FS#8075 - 5G LCD speed up

Attached to Project: Rockbox
Opened by Andree Buschmann (Buschel) - Friday, 02 November 2007, 21:44 GMT
Last edited by Jens Arnold (amiconn) - Monday, 26 November 2007, 23:48 GMT
Task Type Patches
Category LCD
Status Closed
Assigned To No-one
Operating System iPod 5G
Severity Low
Priority Normal
Reported Version Daily build (which?)
Due in Version Undecided
Due Date Undecided
Percent Complete 100%
Votes 0
Private No


As I am not sure if my last patch was closed by accident here the current update of the LCD-optimization for LCD/YUV based upon amiconns rework.

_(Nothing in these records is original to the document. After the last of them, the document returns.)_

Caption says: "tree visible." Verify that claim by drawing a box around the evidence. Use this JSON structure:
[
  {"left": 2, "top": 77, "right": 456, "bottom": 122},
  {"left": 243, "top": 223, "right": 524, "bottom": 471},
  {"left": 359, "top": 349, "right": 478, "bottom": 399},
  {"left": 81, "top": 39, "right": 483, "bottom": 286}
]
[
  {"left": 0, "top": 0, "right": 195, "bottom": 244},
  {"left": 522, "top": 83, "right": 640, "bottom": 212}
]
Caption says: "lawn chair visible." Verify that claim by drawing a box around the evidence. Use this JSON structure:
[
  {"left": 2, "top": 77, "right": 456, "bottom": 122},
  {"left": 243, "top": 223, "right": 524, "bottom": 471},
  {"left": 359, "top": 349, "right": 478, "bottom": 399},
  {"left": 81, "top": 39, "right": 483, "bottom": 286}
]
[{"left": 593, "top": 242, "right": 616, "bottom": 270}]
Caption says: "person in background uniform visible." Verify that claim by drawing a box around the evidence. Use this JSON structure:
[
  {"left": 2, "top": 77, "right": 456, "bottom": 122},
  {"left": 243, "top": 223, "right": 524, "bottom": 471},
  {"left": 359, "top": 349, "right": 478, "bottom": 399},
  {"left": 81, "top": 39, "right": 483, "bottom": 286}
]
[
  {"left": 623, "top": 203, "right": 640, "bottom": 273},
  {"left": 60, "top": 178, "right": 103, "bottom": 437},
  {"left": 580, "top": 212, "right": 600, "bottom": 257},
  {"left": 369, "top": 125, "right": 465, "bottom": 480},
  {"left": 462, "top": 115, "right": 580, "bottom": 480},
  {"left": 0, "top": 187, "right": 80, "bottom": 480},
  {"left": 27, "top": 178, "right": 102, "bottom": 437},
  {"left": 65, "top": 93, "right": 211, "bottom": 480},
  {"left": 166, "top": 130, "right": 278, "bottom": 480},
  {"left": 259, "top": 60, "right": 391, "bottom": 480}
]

- include outer loop (--height) into asm routine for lcd_update_rect()
- include two line updates into a single asm routine for lcd_yuv_blit()
- use 32bit-access for chroma buffer, needs more space but is a lot faster through usage of stm/ldm

Results (@80MHz):
LCD 1/1 screen: 101fps (same)
LCD 1/4 screen: 399fps (+2%)
YUV 1/1 screen: 28.5fps (+4%)
YUV 1/4 screen: 112.5fps (+4%)
This task depends upon

Closed by  Jens Arnold (amiconn)
Monday, 26 November 2007, 23:48 GMT
Reason for closing:  Accepted
Comment by Andree Buschmann (Buschel) - Saturday, 03 November 2007, 07:50 GMT
Needed to correct one issue which caused possible crash for full width videos (but not the test_fps, what is kind of strange).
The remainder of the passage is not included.